けれども残念なことに、親父に任せていたらお世辞にも美味いものなど出て来やしない。
だから仕方無く俺が台所に立つ事が多くなって、親父の腕はすぐに越した。
今日は何を作ろうか、なんて考えながら帰るのも苦ではなくて、今ではもうすっかり毎日のルーチンに組み込まれている。
必要に駆られてやっているだけで、特技と呼ぶにもきっとおこがましい。
習慣にこそなっているが、きっと俺の料理スキルなんて自慢するほどでもない。そう思っていたし、人様に披露するつもりも毛頭ないものだった。
だから、びっくりしたんだ。
家庭科の授業で、彼女が俺の料理を手放しで褒めてくれたときは。親父以外に喜んでくれる人がいるなんて思いもしなかったから。

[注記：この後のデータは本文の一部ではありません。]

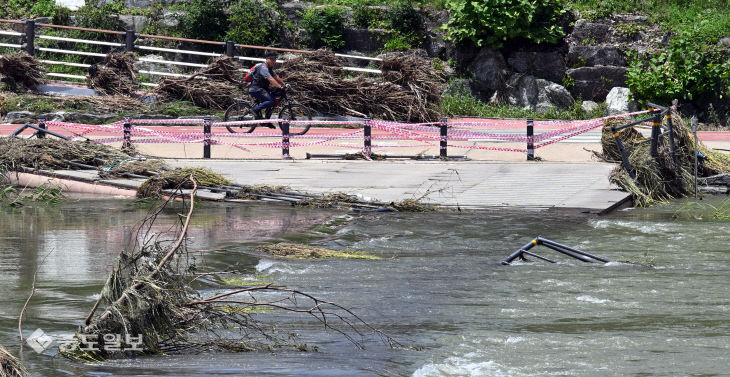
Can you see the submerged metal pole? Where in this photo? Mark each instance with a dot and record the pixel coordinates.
(519, 251)
(697, 151)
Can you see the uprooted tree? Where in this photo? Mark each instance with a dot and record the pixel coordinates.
(151, 292)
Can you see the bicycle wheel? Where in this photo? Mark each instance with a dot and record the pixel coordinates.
(296, 112)
(239, 111)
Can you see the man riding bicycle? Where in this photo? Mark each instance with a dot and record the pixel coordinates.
(263, 75)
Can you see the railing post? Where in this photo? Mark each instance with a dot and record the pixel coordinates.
(29, 36)
(131, 37)
(206, 137)
(127, 143)
(367, 138)
(41, 125)
(655, 132)
(530, 140)
(443, 153)
(285, 139)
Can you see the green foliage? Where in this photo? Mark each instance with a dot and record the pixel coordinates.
(254, 22)
(94, 16)
(402, 41)
(364, 17)
(325, 26)
(19, 9)
(205, 19)
(493, 22)
(404, 19)
(687, 70)
(464, 104)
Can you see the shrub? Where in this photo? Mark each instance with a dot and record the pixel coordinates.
(492, 22)
(687, 70)
(404, 18)
(205, 19)
(254, 22)
(325, 26)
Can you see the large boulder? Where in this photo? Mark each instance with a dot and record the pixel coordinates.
(618, 101)
(593, 83)
(585, 32)
(490, 70)
(531, 93)
(549, 65)
(589, 56)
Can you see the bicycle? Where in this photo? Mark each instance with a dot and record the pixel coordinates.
(242, 110)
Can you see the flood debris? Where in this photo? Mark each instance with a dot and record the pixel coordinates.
(115, 75)
(301, 251)
(150, 297)
(134, 166)
(52, 153)
(154, 186)
(21, 70)
(408, 90)
(10, 366)
(211, 87)
(659, 179)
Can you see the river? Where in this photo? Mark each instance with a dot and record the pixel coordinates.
(439, 289)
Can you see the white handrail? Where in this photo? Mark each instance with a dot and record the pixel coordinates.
(177, 51)
(70, 52)
(163, 73)
(66, 75)
(81, 41)
(172, 62)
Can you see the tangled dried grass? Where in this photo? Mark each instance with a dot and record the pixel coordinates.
(178, 177)
(115, 75)
(661, 179)
(150, 293)
(135, 166)
(21, 68)
(51, 153)
(10, 366)
(299, 251)
(408, 91)
(211, 87)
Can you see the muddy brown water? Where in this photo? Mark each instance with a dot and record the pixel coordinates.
(439, 288)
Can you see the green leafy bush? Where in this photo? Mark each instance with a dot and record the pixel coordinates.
(254, 22)
(492, 22)
(404, 18)
(18, 9)
(687, 70)
(205, 19)
(325, 26)
(363, 16)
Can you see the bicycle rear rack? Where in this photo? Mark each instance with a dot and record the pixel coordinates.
(563, 249)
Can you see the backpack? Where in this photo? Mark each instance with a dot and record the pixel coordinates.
(249, 74)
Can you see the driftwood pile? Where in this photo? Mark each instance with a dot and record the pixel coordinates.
(409, 89)
(659, 179)
(211, 87)
(21, 69)
(115, 75)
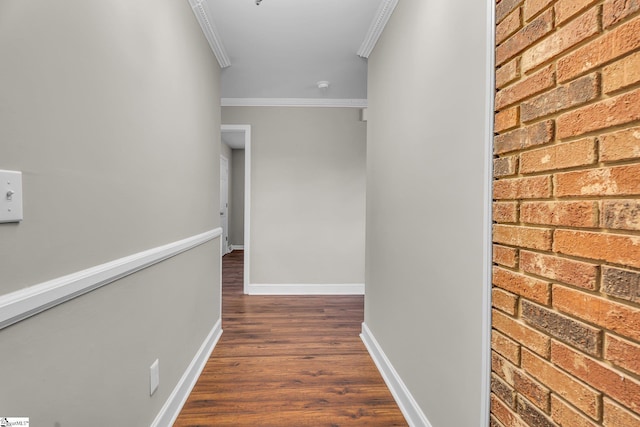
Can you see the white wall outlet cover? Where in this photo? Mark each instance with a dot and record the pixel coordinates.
(10, 196)
(154, 377)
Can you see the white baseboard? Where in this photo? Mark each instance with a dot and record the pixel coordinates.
(409, 407)
(306, 289)
(172, 407)
(21, 304)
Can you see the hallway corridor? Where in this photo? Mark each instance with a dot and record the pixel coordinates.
(288, 361)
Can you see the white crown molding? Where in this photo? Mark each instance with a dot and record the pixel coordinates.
(407, 404)
(377, 26)
(173, 405)
(306, 289)
(293, 102)
(210, 32)
(24, 303)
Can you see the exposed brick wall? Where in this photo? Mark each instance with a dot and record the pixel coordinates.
(566, 274)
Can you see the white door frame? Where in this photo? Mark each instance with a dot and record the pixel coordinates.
(225, 229)
(247, 196)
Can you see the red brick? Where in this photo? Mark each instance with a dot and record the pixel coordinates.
(526, 336)
(508, 73)
(614, 248)
(530, 136)
(504, 414)
(505, 211)
(617, 416)
(532, 415)
(505, 166)
(621, 74)
(493, 422)
(527, 237)
(560, 156)
(502, 367)
(623, 284)
(531, 389)
(503, 390)
(507, 119)
(613, 181)
(573, 94)
(619, 318)
(618, 110)
(620, 214)
(564, 270)
(503, 300)
(623, 388)
(508, 26)
(582, 396)
(610, 46)
(562, 40)
(528, 287)
(578, 334)
(621, 145)
(532, 85)
(524, 38)
(505, 256)
(625, 354)
(505, 7)
(505, 346)
(572, 214)
(614, 11)
(565, 416)
(522, 188)
(566, 9)
(533, 7)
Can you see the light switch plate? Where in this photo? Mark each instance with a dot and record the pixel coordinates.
(10, 196)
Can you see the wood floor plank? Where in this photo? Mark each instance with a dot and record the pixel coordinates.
(288, 361)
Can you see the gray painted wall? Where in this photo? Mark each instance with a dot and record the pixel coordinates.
(307, 194)
(425, 200)
(111, 110)
(237, 198)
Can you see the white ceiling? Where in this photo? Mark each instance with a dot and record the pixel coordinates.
(281, 48)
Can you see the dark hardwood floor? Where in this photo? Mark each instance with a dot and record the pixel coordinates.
(288, 361)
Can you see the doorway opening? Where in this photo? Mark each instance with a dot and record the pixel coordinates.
(239, 137)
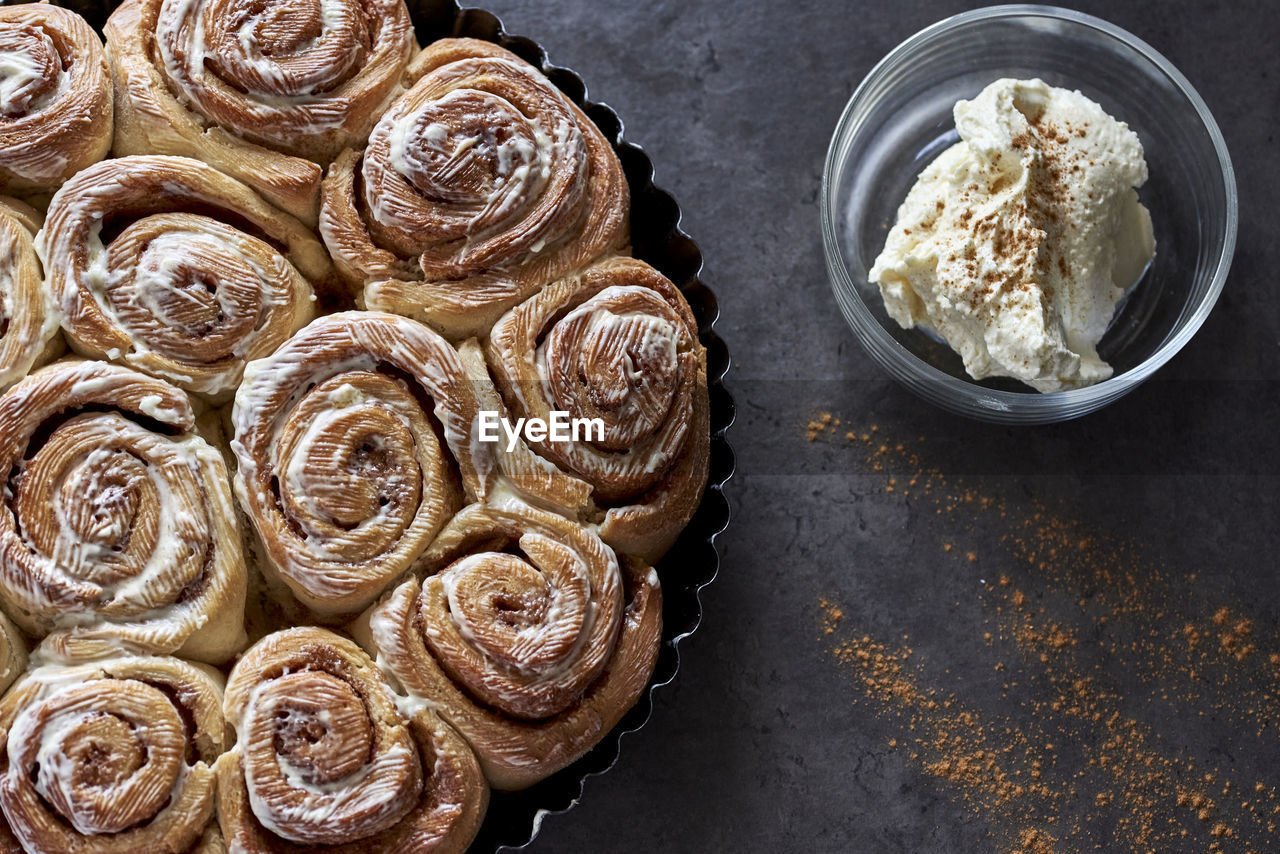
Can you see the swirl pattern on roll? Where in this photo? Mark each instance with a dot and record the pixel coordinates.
(355, 444)
(268, 92)
(117, 526)
(616, 342)
(13, 653)
(177, 269)
(112, 757)
(479, 186)
(55, 97)
(525, 635)
(28, 319)
(325, 759)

「料理好きなの?」と食いつく君に恥ずかしくて、別に、なんて無愛想に答えたのに、「好きじゃないのにここまで出来るなんて凄いよ!」とさらにベタ褒めしてくれたのが嬉しくて。
「ねえ、料理部に入部しない?」
と、端から見ればなかなか強引な勧誘にも、思わず「うん」と頷いてしまったのだ。
だって、しょうがないだろう。
俺の料理を「美味しい」と食べてくれた君の笑顔を、もう一度見たいと思ってしまったのだから。
女ばっかりの部なんて、正気だったら絶対に入らない。
案の定、クラスの仲間は早速茶化してきた。
だけど、後悔はしていない。
部長の君は、俺のことなんて何とも思っていないのだろうけれど、そうやって、純粋に俺を褒めてくれた君だからこそ好きになったのだ。
不純な動機を許してくれ。
部員が欲しかっただけなのも分かっている。
もう料理が好きじゃないなんて言わないから、部活の時間くらいは隣に居させて欲しい。
花より団子の君だから、まずは胃袋から掴ませて。
そしていつかきっと、俺ごと好きって言わせてみせるよ。